WHAT’S NEW, MR. TARANTINO ?
PAR CHRISTIAN LARREDE
En 1969, Hollywood s’ébat dans de profondes mutations (l’écume de l’épopée hippie). Un acteur sur le déclin (Leonardo DiCaprio campe Rick Dalton, comédien spécialisé dans les rôles de méchants de série b) et le cascadeur – et doublure du premier -Cliff Booth (interprété par Brad Pitt) s’évertuent à comprendre ce qui se passe. Ils n’y parviennent pas toujours.
La nostalgie qui exsude de ce 10ème (et supposé avant-dernier) film du metteur-en-scène du Tennessee aura donc divisé les tenants d’une mélancolie régressive, et ceux qui considèrent que Tarantino finit par user de grosses ficelles pour dépeindre de gros sentiments. La vérité est naturellement ailleurs, et on s’empressera de ne pas saluer la reconstitution maladive d’une époque (fuyant la technologie numérique, le metteur en scène a utilisé des enseignes au néon en fac-similé, quel exploit) pour s’attacher plutôt aux quelques brillances du scénario (le personnage de Sharon Tate, joué par la solaire et sexy Margot Robbie, et une attendrissante scène dans une salle de cinéma, qui en dit beaucoup sur le besoin de reconnaissance, vorace et éternel, des acteurs), aux performances du duo de tête d’affiche –Brad Pitt exceptionnel -, et, accessoirement, à la prestation – même si longuette – d’Al Pacino en cameo de luxe. Mais ce qui affleure de ces évocations virtuoses (la course du gourou Charles Manson, le portrait en creux d’un capitalisme broyeur, et la chasse aux références pour un public qui se doit d’être averti) reste le plaisir de Tarantino.
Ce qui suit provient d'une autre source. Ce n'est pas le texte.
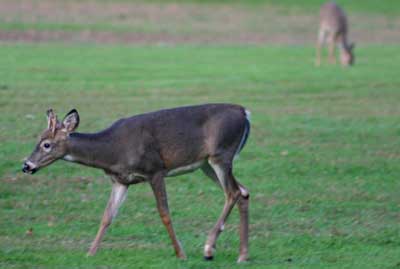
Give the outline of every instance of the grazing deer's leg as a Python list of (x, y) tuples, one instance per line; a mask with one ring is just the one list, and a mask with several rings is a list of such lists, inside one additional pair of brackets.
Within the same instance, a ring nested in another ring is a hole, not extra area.
[(172, 221), (169, 215), (167, 192), (165, 190), (164, 173), (160, 172), (153, 176), (150, 180), (151, 188), (153, 189), (154, 196), (157, 201), (157, 209), (160, 213), (161, 220), (165, 227), (167, 228), (169, 237), (172, 240), (172, 244), (175, 249), (175, 254), (180, 259), (186, 259), (185, 252), (181, 244), (179, 243), (174, 228), (172, 226)]
[(116, 181), (113, 182), (110, 199), (108, 200), (106, 210), (104, 211), (99, 231), (97, 232), (96, 238), (94, 239), (87, 254), (88, 256), (96, 253), (104, 233), (106, 232), (108, 226), (110, 226), (113, 218), (117, 215), (118, 208), (125, 200), (127, 190), (128, 186), (120, 184)]
[(329, 37), (329, 63), (336, 64), (336, 56), (335, 56), (336, 42), (335, 36), (333, 34)]
[(315, 65), (320, 66), (321, 65), (321, 43), (317, 41), (317, 56), (315, 59)]
[[(202, 167), (202, 170), (209, 178), (211, 178), (218, 186), (220, 186), (223, 189), (220, 181), (218, 180), (216, 173), (214, 172), (213, 168), (209, 164), (205, 164)], [(240, 197), (238, 199), (238, 208), (239, 208), (239, 215), (240, 215), (240, 228), (239, 228), (240, 252), (239, 252), (238, 262), (243, 262), (243, 261), (246, 261), (248, 258), (249, 192), (242, 184), (240, 184), (237, 181), (236, 181), (236, 183), (239, 186), (239, 190), (240, 190)], [(213, 247), (215, 248), (215, 243), (214, 243)], [(206, 251), (206, 249), (205, 249), (205, 251)], [(212, 257), (212, 256), (207, 256), (206, 253), (204, 256), (206, 257), (206, 259), (210, 259)]]
[(317, 55), (316, 55), (316, 60), (315, 60), (315, 65), (320, 66), (321, 65), (321, 47), (325, 42), (325, 32), (321, 29), (319, 30), (318, 33), (318, 40), (317, 40)]
[[(233, 206), (236, 201), (239, 199), (240, 190), (237, 182), (235, 181), (232, 175), (232, 164), (224, 164), (218, 162), (214, 159), (209, 159), (209, 164), (213, 169), (216, 178), (218, 179), (222, 189), (225, 193), (225, 204), (222, 210), (220, 217), (217, 220), (217, 223), (209, 233), (207, 237), (206, 244), (204, 246), (204, 258), (206, 260), (211, 260), (213, 258), (213, 252), (215, 249), (215, 242), (219, 236), (219, 234), (224, 229), (224, 223), (228, 218)], [(203, 169), (205, 171), (205, 169)], [(215, 179), (215, 176), (211, 178)]]

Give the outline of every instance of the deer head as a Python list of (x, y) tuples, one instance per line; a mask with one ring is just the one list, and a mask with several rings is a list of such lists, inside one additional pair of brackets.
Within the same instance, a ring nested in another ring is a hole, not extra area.
[(340, 62), (343, 66), (349, 66), (354, 64), (354, 43), (351, 43), (342, 50), (340, 55)]
[(23, 164), (24, 173), (33, 174), (40, 168), (61, 159), (67, 154), (68, 135), (79, 125), (78, 111), (72, 109), (62, 122), (52, 109), (47, 110), (47, 128), (42, 132), (35, 149)]

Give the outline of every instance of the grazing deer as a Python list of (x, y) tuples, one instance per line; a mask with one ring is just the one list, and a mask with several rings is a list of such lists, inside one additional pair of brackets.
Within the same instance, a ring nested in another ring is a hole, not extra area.
[(164, 178), (201, 168), (225, 193), (225, 205), (208, 235), (204, 257), (213, 258), (216, 240), (237, 203), (240, 215), (238, 262), (242, 262), (248, 257), (249, 192), (233, 176), (232, 161), (249, 135), (248, 116), (248, 111), (239, 105), (205, 104), (123, 118), (103, 131), (86, 134), (75, 132), (79, 125), (75, 109), (62, 122), (49, 109), (47, 128), (22, 170), (33, 174), (63, 159), (103, 169), (111, 176), (111, 196), (88, 255), (96, 253), (128, 187), (149, 182), (176, 256), (185, 259), (169, 215)]
[(340, 62), (343, 66), (354, 63), (354, 44), (347, 40), (348, 24), (347, 17), (343, 9), (336, 3), (328, 2), (321, 7), (320, 24), (317, 41), (316, 65), (321, 64), (321, 46), (328, 40), (329, 62), (336, 63), (335, 47), (340, 45)]

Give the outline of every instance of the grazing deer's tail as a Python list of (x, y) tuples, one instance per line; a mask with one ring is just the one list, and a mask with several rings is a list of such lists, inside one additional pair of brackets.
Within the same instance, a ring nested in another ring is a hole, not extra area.
[(238, 148), (236, 150), (235, 157), (237, 157), (239, 155), (240, 151), (246, 145), (247, 138), (249, 137), (249, 134), (250, 134), (250, 116), (251, 116), (251, 113), (247, 109), (245, 110), (245, 113), (246, 113), (246, 121), (245, 121), (245, 125), (244, 125), (244, 131), (243, 131), (242, 139), (240, 140), (239, 146), (238, 146)]

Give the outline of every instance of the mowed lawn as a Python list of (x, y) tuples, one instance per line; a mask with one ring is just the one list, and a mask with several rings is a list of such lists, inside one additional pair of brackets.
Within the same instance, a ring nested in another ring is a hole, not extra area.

Plaisir à se vautrer sans retenue dans un métrage en 35 mm hors norme (2h41), à concocter une jouissive bande musicale (incluant quelques subtilités, comme la reprise du « California Dreamin’ » des Mamas & Papas par Jose Feliciano), et surtout, à reconstituer une enfance rêvée (cette année-là, l’Américain n’était âgé que de 6 ans). Et plaisir à évoquer, masqué à travers le personnage d’un DiCaprio bouffi jusqu’à la cirrhose, l’impuissance créatrice qui a fini par rattraper le démiurge de l’œuvre. Jusqu’au balbutiement d’une uchronie où, une fois encore après Inglourious Basterds, Tarantino tord le coup à la vérité historique, comme un dieu au petit pied. Malheureusement, Tarantino n’est pas Dieu.